方案：打印出列表的前n个元素

Question

First off, scheme: return a lst that only contains the first element of the lst did not help much, as the question was never really answered, and I followed the contributor's suggestions to no success. Furthermore, I am approaching this with a do loop, and have almost achieved the solution.

I need to make a procedure that will return the first n items in a passed list. For example, (first-n 4 '(5 8 2 9 4 0 8 7)) should give (5 8 2 9).

Here is my approach, the display is there to make sure that the loop is working, which it is:

(define (front-n n list)
  (do ((i 0 (+ i 1)))
    ((> i (- n 1)))
    (display (list-ref list i))))

How do I go about making that return a list, or output a list?

Answer 1

Your do-loop, and @Penguino's recursive function, both fail if there are less than n items in the input list. Here is a simple version based on named-let, renamed take which is the normal name for this function:

(define (take n xs)
  (let loop ((n n) (xs xs) (zs (list)))
    (if (or (zero? n) (null? xs))
        (reverse zs)
        (loop (- n 1) (cdr xs)
              (cons (car xs) zs)))))

Or, if you prefer the recursive function version:

(define (take n xs)
  (if (or (zero? n) (null? xs))
      (list)
      (cons (car xs) (take (- n 1) (cdr xs)))))

The named-let version is preferable to the recursive version, because the recursion isn't in tail position, so it builds a large intermediate stack.

You said that you wanted a version using do . That's harder, because the test that terminates the loop is performed after the action of the loop, and you need to perform the test before the action. You can either test one-ahead, which is awkward, or use this loop that delays the action until after the test has succeeded:

(define (take n xs)
  (let ((zs (list)))
    (do ((n n (- n 1)) (xs xs (cdr xs)))
        ((or (zero? n) (null? xs)) (reverse zs))
      (set! zs (cons (car xs) zs)))))

The set! isn't particularly Schemely, but at least it shares with the named-let version the property that it doesn't build an intermediate stack.

Answer 2

How about

(define (front-n n list)
  (cond ((= 0 n) '())
        (else (cons (car list) (front-n (- n 1) (cdr list))))))

with a little pseudo-error-trapping added.

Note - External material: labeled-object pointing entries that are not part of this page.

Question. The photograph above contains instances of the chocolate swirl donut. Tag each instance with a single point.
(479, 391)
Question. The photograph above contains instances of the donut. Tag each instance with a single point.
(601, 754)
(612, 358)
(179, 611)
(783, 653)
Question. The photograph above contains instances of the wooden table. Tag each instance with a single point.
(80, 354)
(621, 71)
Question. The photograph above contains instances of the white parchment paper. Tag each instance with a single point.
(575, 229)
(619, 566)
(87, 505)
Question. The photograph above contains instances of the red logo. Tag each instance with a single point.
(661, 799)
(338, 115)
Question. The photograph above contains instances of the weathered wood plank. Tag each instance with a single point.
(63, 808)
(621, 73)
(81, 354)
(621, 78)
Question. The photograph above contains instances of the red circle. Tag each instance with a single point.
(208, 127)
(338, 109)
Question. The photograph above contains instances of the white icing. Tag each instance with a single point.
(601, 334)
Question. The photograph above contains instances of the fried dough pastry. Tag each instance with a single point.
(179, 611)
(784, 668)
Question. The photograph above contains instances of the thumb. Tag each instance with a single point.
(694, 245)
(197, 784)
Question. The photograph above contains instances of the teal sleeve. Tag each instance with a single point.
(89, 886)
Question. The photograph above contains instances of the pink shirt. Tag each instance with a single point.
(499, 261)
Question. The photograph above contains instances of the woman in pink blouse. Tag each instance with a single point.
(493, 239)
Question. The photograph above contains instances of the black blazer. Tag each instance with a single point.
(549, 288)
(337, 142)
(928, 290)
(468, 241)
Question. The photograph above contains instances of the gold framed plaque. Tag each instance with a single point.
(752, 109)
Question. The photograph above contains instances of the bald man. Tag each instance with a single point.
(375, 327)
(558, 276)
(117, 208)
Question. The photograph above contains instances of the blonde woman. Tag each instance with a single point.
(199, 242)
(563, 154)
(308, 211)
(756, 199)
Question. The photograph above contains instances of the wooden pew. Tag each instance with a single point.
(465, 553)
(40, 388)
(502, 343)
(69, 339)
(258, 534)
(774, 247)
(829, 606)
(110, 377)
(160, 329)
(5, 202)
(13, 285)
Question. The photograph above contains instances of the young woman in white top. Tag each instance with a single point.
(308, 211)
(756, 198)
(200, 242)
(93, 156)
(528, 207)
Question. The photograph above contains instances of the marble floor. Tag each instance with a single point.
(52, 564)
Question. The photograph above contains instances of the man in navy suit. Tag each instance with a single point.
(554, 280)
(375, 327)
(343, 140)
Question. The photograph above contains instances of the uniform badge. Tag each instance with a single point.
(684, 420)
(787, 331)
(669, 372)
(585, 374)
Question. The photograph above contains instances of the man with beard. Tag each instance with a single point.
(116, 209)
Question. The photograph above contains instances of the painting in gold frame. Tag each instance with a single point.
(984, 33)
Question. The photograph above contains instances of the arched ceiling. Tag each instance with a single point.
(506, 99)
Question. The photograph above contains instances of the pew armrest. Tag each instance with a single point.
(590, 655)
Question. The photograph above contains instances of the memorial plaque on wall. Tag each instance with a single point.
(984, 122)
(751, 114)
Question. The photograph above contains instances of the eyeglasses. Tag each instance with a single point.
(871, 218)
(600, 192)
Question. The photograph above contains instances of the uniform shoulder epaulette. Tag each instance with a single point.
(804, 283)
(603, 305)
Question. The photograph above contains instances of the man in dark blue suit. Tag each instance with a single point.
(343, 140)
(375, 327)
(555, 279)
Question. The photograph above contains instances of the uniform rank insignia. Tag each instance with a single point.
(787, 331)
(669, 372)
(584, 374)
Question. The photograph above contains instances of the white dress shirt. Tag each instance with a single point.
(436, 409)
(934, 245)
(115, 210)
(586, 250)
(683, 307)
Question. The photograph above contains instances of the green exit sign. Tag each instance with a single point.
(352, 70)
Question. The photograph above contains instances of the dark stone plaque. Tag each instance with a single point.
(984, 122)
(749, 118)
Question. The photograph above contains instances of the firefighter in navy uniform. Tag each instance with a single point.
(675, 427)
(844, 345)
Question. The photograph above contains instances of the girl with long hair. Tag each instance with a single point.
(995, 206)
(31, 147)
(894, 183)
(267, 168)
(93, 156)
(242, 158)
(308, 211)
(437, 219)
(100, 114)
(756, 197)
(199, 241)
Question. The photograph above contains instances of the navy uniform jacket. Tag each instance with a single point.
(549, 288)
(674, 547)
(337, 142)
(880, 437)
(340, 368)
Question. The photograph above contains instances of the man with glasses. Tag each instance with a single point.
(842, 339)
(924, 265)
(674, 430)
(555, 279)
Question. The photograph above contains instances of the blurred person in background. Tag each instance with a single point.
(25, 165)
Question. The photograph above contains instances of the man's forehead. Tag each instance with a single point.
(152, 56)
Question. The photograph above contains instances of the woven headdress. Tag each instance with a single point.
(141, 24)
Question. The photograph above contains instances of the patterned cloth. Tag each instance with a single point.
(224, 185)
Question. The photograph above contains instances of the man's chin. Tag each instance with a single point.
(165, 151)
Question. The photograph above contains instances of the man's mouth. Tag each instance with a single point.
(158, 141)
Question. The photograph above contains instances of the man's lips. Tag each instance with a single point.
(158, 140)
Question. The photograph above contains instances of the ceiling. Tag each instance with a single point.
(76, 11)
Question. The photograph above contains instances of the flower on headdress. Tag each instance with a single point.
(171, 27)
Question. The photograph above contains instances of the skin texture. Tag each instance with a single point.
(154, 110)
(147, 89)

Testing with:

(front-n 4 '(5 8 2 9 4 0 8 7))
(front-n 8 '(5 8 2 9 4 0 8 7))

produces the expected output:

'(5 8 2 9)
'(5 8 2 9 4 0 8 7)
>

Note that the error checking may be useful.

Answer 3

Here is a tail recursive version:

(define (take n a-list)
  (define (iter counter result sublist)
    (cond
      [(empty? sublist) result]
      [(< counter n)
       (iter
         (+ counter 1)
         (append result (list (car sublist)))
         (cdr sublist))]
      [else result]))
  (cond
    [(= n 0) '()]
    [else (iter 0 '() a-list)]))

It differs slightly from the library procedure, because the library procedure throws an error, if you give a take count which is larger than the length of the list, while this function returns the whole list in that case.

Note however, that it makes use of append. I could not figure out a way around that yet.